Thrombotic thrombocytopenic purpura has been linked to diarrheal disease, which occurs in up to 15% of the patients after infection with toxin-producing Escherichia coli or Shigella dysenteriae [12]. Even though our patient had several episodes of diarrhoea prior to presentation, the stool culture yielded no microorganisms.

Although plasma exchange continues to be the mainstay of treatment in patients with TTP, even with concomitant SLE, this option is often lacking in hospitals in third world countries. Whereas plasmapheresis is not an important treatment option for lupus, the similar mechanistic function of intravenous immunoglobulin can probably offer useful intervention when severe TTP complicates SLE. Importantly, both TTP and SLE are often treated with high doses of intravenous methylprednisolone.
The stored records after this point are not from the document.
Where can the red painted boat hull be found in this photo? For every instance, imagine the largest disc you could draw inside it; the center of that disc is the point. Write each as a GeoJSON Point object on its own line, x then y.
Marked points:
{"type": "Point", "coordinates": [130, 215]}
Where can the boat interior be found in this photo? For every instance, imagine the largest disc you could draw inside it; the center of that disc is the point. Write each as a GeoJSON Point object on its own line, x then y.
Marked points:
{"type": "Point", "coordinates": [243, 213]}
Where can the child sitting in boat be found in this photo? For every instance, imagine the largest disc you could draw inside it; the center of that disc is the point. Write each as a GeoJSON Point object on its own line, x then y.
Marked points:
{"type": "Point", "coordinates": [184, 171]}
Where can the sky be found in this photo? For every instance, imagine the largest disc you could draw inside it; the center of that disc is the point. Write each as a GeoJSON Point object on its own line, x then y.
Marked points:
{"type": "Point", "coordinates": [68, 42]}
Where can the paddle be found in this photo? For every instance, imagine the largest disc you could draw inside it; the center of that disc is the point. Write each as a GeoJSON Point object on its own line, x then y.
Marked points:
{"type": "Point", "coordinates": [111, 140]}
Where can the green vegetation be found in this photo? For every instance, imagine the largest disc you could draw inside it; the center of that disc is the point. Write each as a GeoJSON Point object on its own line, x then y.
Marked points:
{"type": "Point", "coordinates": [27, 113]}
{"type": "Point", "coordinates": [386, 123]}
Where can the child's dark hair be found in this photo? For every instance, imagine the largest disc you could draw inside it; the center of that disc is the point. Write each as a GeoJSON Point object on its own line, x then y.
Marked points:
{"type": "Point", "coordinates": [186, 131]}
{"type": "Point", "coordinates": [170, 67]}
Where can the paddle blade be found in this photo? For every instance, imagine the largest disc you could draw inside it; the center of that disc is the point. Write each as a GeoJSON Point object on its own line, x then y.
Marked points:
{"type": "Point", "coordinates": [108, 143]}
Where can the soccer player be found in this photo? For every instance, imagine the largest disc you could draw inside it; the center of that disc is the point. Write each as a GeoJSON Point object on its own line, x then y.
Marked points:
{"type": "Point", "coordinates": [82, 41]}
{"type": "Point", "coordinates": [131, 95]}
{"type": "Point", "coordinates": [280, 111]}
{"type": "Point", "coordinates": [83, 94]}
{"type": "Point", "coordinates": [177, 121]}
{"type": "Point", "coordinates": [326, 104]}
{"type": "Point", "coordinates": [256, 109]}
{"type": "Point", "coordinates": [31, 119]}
In unclear situations, and obviously in resource-poor settings, this treatment may be a reliable option. Our patient was treated with intravenous methylprednisolone with a good result, and plasmapheresis in the course of TTP was not necessary. Glucocorticosteroids are a common treatment component in many severe manifestations of SLE.
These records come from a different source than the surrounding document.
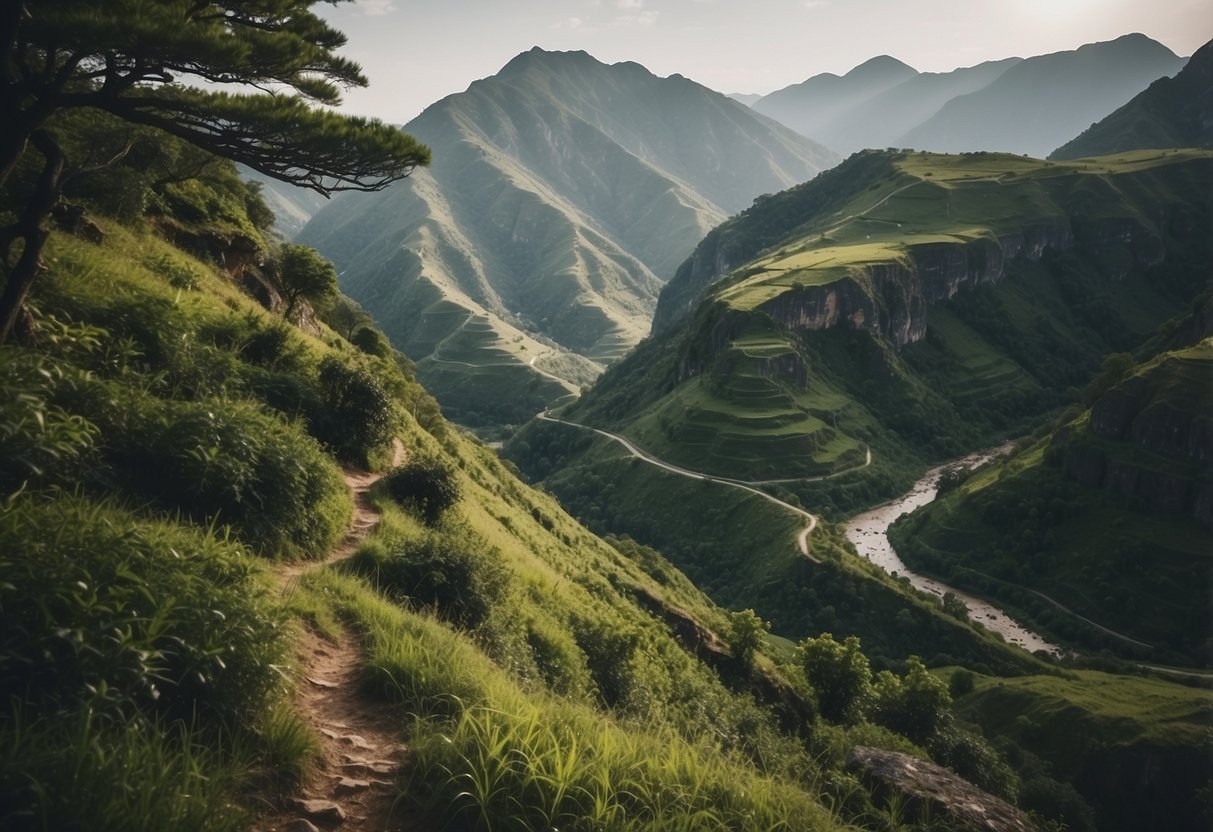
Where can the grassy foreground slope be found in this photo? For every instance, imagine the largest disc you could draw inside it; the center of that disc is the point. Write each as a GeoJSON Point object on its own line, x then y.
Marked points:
{"type": "Point", "coordinates": [1108, 516]}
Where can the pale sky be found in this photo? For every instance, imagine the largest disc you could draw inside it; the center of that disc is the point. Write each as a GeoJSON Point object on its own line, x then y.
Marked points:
{"type": "Point", "coordinates": [419, 51]}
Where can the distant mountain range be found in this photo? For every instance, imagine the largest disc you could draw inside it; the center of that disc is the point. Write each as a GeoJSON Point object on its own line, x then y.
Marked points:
{"type": "Point", "coordinates": [1172, 112]}
{"type": "Point", "coordinates": [563, 193]}
{"type": "Point", "coordinates": [1017, 106]}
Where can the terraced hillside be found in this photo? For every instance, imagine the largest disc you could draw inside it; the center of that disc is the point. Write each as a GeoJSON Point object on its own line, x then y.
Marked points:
{"type": "Point", "coordinates": [1103, 530]}
{"type": "Point", "coordinates": [530, 254]}
{"type": "Point", "coordinates": [916, 305]}
{"type": "Point", "coordinates": [912, 307]}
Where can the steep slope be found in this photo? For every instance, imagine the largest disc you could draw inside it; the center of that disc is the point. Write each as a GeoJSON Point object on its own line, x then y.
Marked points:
{"type": "Point", "coordinates": [166, 437]}
{"type": "Point", "coordinates": [568, 191]}
{"type": "Point", "coordinates": [1043, 101]}
{"type": "Point", "coordinates": [910, 307]}
{"type": "Point", "coordinates": [1110, 516]}
{"type": "Point", "coordinates": [977, 288]}
{"type": "Point", "coordinates": [292, 206]}
{"type": "Point", "coordinates": [812, 107]}
{"type": "Point", "coordinates": [1172, 112]}
{"type": "Point", "coordinates": [883, 119]}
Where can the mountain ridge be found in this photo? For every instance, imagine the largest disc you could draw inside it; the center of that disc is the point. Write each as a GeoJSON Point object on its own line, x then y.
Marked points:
{"type": "Point", "coordinates": [569, 186]}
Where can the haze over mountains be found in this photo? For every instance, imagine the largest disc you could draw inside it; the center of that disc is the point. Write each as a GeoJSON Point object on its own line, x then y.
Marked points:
{"type": "Point", "coordinates": [1017, 106]}
{"type": "Point", "coordinates": [1172, 112]}
{"type": "Point", "coordinates": [567, 192]}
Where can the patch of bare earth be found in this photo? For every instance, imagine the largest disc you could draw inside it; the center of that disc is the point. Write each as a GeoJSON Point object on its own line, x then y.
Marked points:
{"type": "Point", "coordinates": [353, 785]}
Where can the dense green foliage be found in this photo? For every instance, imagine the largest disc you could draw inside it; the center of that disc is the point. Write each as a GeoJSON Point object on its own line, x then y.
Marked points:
{"type": "Point", "coordinates": [1095, 531]}
{"type": "Point", "coordinates": [425, 484]}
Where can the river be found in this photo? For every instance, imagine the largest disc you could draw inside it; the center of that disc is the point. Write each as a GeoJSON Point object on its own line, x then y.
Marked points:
{"type": "Point", "coordinates": [867, 531]}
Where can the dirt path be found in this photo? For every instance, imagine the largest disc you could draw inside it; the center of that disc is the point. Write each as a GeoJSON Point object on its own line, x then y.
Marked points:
{"type": "Point", "coordinates": [353, 785]}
Furthermore, the high frequency of occurrence of neurologic complications in SLE patients of African descent may cause difficulty in diagnosis and proper treatment. Pathophysiologically, the deficiency of the enzyme ADAMTS13 metalloproteinase giving rise to TTP is usually due to autoantibody production and activity. As a result, low levels of ADAMST13 are common to all forms of TTP but the presence of lupus-specific immunological markers such as anti-Sm and anti-dsDNA antibodies is important to guide the identification of SLE. Logically, therefore, the lupus patient with TTP will not only be almost always positive for anti-nuclear antibody, there is a good chance of finding low components of complement or other lupus-associated antibodies. This pattern is less likely in isolated TTP cases.

Conclusions

The association of SLE and TTP is uncommon but potentially lethal even with current treatment strategies. Early diagnosis and aggressive management with glucocorticosteroids and other immunosuppressive medications, and in certain cases plasma exchange therapy, is the key. It is not always possible to perform all immunological tests, but it is possible to diagnose both TTP and SLE based on available knowledge and essential immunological markers. Some limitations in immunological tests should not delay diagnosis.

Critical care specialists, rheumatologists, and haematologists need to evolve an urgent multidisciplinary approach which emphasizes the early recognition of this phenomenon and the initiation of early treatment which can secure a better outcome.